Hi Fausty and welcome to pigeons.com. If the bird you are concerned about is wearing any legs bands, you definitely need to try and catch it and then post all the letters and numbers from the band(s). There are a lot of fanciers in Long Island (people who raise pigeons for show and/or racing), and there is a good chance that this one is an escapee or a racer that was not able to make it home. The white eyes might mean that this is a Roller Pigeon, which is a domestic breed, and should not be left to fend for itself.

Please let us know about the leg bands, and if you can, please catch the bird. Since you have nowhere to keep the bird, I will start looking for a foster home for it now and will be counting on you to get the bird.

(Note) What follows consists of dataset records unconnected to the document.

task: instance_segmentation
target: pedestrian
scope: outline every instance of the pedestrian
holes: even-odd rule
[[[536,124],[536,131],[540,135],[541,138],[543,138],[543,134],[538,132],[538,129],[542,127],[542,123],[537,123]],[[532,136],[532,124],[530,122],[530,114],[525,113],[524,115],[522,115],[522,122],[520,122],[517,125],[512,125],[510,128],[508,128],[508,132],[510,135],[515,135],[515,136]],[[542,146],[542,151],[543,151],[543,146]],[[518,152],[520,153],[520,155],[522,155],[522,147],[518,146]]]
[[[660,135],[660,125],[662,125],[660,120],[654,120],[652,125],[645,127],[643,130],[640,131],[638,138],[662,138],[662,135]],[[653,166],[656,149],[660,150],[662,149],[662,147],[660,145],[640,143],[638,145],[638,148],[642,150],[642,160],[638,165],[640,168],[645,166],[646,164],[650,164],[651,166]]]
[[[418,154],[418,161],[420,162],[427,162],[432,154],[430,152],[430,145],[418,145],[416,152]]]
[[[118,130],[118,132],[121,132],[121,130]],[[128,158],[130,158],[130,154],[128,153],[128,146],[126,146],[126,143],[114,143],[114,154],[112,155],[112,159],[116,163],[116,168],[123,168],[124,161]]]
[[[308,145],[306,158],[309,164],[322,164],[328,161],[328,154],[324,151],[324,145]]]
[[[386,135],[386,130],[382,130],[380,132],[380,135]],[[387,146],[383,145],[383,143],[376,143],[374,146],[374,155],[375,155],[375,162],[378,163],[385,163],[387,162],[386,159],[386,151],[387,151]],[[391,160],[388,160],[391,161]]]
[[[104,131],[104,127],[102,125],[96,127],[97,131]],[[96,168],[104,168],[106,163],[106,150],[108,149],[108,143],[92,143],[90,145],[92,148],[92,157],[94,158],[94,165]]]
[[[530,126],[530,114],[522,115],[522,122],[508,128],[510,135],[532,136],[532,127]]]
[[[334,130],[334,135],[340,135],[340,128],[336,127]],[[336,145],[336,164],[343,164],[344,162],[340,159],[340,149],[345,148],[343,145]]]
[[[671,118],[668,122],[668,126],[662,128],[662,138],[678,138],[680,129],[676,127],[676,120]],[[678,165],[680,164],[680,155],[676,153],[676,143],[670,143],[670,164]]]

Thank you so much for caring about this bird.

Terry


----------



## Fausty (Feb 13, 2005)

The bird is wearing 2 bands, a pink one and a silver one. Ill get the numbers off it tomorrow and post it up. Does anyone happen to know any good sites for locals on long Island? I remeber reading some a few weeks ago but I cant find them anymore.


----------



## Fausty (Feb 13, 2005)

http://www.ifpigeon.com/ Just found abunch of band listing, Ill just check through them.


----------



## phyll (Mar 15, 2004)

Fausty,
Thanks for being concerned about this pigeon.
If you do make contact with the owner, please be certain that the owner wants the pigeon returned to them.
Many owners do NOT want pigeons who happened to get themselves lost.
It's sad & hard to believe, but it's a fact.
Not being familiar with the "pigeon" scene, I mistakenly thought that people with pigeon lofts actually loved all the pigeons. SOME do, but unfortunately, many do not. The pigeons are their hobby/sport ~ game pieces to be played with. It's really, really sad that these people do not realize or just don't care about what they are doing.

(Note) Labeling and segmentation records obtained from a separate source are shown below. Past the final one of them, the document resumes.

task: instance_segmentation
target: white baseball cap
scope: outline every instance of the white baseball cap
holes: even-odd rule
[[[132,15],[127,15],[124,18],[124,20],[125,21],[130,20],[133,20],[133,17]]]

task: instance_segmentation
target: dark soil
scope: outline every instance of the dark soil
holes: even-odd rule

When I found my pigeon, I was thrilled to see a band.
It would be a joyous reunion, I thought! I envisioned his owner(s) crying at the sight of him. Like, thank God he's alive, I'm so happy to have him home.
We had even looked for an add in the newspaper! What a joke!
Fugghedaboudit!!!
They did NOT even want him returned. 
One thing to their credit, though. They did not let us return him, only to kill him later.

There are stories about owners being forced to retrieve their lost pigeons & killing them in front of their rescuers. It's so heartbreaking. If the poor pigeon doesn't make it home on it's own, some owners consider them worthless.
I am the one thanking God now. My pigeon has been a blessing every single day.
Sorry about going on, but I had to let you know before you returned him. 

Phyll


----------



## Birdmom4ever (Jan 14, 2003)

*found pigeons*

Phyll, I'm sorry you had a bad experience. Unfortunately that does happen with some pigeon owners. But there are those of us who do love our birds and want them back. For us it IS a joyful reunion and "Thank God you found him!" I think anyone who finds a banded pigeon should attempt to find the owner. If you track him down, you can usually tell by his reaction on the phone whether or not he wants the pigeon back. If not, and you offer to keep the bird, most guys will gladly let you do so.

I've gotten two lost pigeons back because of the phone number on their bands. I'd hate for someone to not return my bird just because he or she has heard that most pigeon keepers don't care about getting them back.


----------